After a two month delay, the Federal Trade Commission (FTC) and Department of Justice (DOJ), acting jointly, and the Center for Medicare & Medicaid Services (CMS) released proposed regulations for Accountable Care Organizations (ACOs) participating in the Medicare Shared Savings Program (the Program). The Program was created pursuant to the Affordable Care Act and was intended to encourage health care providers to better work together to lower costs and improve patient outcomes.

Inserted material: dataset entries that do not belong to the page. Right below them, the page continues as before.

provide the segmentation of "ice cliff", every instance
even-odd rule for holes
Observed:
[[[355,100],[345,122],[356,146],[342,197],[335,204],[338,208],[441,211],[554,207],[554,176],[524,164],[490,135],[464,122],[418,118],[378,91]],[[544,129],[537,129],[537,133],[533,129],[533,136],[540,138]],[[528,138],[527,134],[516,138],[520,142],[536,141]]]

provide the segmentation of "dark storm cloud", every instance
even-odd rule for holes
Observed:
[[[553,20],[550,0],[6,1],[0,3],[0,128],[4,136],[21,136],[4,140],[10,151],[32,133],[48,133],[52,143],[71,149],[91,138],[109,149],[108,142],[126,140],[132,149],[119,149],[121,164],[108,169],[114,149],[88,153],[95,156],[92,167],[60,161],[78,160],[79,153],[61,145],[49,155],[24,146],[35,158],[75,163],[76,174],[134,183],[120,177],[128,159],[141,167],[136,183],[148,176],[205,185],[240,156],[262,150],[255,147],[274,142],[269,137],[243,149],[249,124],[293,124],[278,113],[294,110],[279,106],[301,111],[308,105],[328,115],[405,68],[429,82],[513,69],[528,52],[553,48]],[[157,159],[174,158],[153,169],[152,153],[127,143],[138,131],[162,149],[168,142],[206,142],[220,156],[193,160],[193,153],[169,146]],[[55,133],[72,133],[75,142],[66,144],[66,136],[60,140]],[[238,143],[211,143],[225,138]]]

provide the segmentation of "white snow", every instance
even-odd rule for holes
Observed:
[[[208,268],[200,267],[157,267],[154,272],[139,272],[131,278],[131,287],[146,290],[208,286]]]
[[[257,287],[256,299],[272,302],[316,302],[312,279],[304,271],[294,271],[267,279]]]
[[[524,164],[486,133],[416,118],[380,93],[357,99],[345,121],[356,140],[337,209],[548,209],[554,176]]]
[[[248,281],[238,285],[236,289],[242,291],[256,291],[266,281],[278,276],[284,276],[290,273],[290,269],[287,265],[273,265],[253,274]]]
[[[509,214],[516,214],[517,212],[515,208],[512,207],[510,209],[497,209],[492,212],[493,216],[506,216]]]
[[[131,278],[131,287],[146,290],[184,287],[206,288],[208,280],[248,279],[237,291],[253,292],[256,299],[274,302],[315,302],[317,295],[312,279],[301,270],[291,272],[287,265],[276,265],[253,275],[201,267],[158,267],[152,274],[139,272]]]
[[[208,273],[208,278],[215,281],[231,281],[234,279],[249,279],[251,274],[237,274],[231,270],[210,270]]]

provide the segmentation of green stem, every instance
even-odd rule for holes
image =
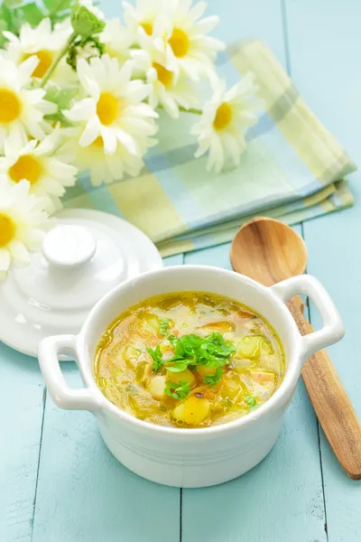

Joint FTC/DOJ Proposed Statement of Antitrust Enforcement Policy

The highlight of the joint FTC/DOJ Proposed Statement of Antitrust Enforcement Policy is a three-tiered categorization of ACOs based on participating members' market shares and a 90-day antitrust review process that can be either voluntary or mandatory, depending on the tier into which an ACO falls. For antitrust purposes, the FTC and DOJ will consider a number of factors to determine the appropriate tier for a proposed ACO. The most important factor is the combined market share of the ACO participants in each of more than 50 categories of common services (e.g., physician specialties, outpatient categories, and inpatient major diagnostic categories) in each provider's primary service area (PSA). The PSA is defined as the lowest number of contiguous zip codes from which a provider draws at least 75 percent of its patients.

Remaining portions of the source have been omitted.